A data-driven dimensionality reduction analysis utilizing Dask and Scikit-Learn to be used in a paper for Lawrence Berkeley National Laboratory. In here are two notebooks that are works-in-progress that utilize an innovative framework of domain-agnostic dimensionality reduction and feature selection on heavily obfuscated datasets to boost model performance. Positive results in this work could have implications in making public data science competitions feasible with sensitive data with privacy concerns.

The data comes from two sources: Numer.ai, which is a public finance modeling data science competition, and HVAC/Weather dataset collected by Lawrence Berkeley National Laboratory's weather gauges, which collect several weather indicators such as air temperature, humidity, and dew point. While Numer.ai's dataset is heavily obfuscated with an extremely low signal to noise ratio, the HVAC/Weather dataset is meant to showcase the framework on data which we would consider to be easier to model as we have domain knowledge on the relationships between features (weather) and the target variable (air conditioning/heating usage).

Much of the code only functions in a HPC as the runtimes and core usage are somewhat unrealistic for local machines. However, users who wish to try out this framework may make use of cloud computing environments such as Google Cloud Platform and connect the Dask client to remote clusters in this manner.

Perhaps the most common dimensionality reduction technique used in data science, PCA maximizes the variance between the Principal Components through Singular Value Decomposition. Scikit-learn is used for this technique.

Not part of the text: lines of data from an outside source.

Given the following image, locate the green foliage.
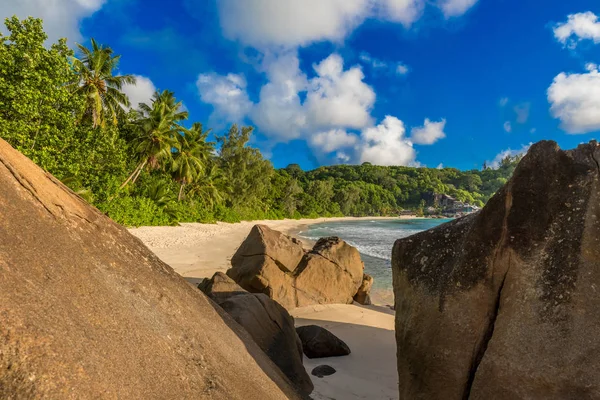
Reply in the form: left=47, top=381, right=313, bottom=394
left=0, top=17, right=522, bottom=227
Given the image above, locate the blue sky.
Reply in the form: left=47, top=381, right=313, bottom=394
left=2, top=0, right=600, bottom=170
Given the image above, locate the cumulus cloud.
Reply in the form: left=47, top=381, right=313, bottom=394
left=216, top=0, right=370, bottom=48
left=251, top=52, right=308, bottom=140
left=196, top=72, right=253, bottom=123
left=503, top=121, right=512, bottom=133
left=359, top=52, right=388, bottom=69
left=310, top=129, right=359, bottom=153
left=215, top=0, right=476, bottom=49
left=410, top=118, right=446, bottom=145
left=487, top=143, right=531, bottom=169
left=547, top=65, right=600, bottom=134
left=122, top=75, right=156, bottom=110
left=0, top=0, right=105, bottom=43
left=358, top=116, right=418, bottom=166
left=554, top=11, right=600, bottom=47
left=377, top=0, right=425, bottom=26
left=437, top=0, right=479, bottom=18
left=305, top=54, right=376, bottom=130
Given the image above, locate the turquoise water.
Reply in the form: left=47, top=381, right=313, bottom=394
left=298, top=218, right=450, bottom=304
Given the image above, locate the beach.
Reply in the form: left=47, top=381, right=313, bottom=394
left=129, top=217, right=402, bottom=400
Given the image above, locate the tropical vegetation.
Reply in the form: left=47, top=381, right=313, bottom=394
left=0, top=17, right=521, bottom=226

Similar to PCA, however the data is transform with a kernel that is chosen through cross-validation of the model performance. Kernels include linear, polynomial, and radial basis function, as well as others custom kernels. Scikit-learn is used for this technique.

UMAP is an algorithm for dimension reduction based on manifold learning techniques and ideas from topological data analysis. By constructing a nearest neighbor graph with the data the algorithm finds a lower dimensional representation of the data with a similar topological structures of the high dimension nearest neighbor graph. Credit goes to https://umap-learn.readthedocs.io/en/latest/index.html for the package used.

Mean Decrease Accuracy is an out-of-bag feature importance algorithm used to rank the overall improvement a feature brings to the model performance when compared to a shuffled version of itself. This version of MDA works with any model type, not just Random Forest, however it is relatively slow in non-parallel code, which is why it is coded using Dask to train the models in parallel, leading to a 500-1000x speed up.

SHAP (SHapley Additive exPlanations) is a game theoretic approach to explain the output of any machine learning model. It connects optimal credit allocation with local explanations using the classic Shapley values from game theory and their related extensions. Credit goes to https://proceedings.neurips.cc/paper/2017/hash/8a20a8621978632d76c43dfd28b67767-Abstract.html for the package used.

An unique approach to ranking feature importance using MDA by ranking alike feature clusters rather than individual features. We use several innovative distance metrics for feature clustering, such as Variation of Information, Distance correlation, and Maximal Correlation. This way features that are only informative in a collaborative manner are still ranked highly rather than having a low ranking due to being tested on its own.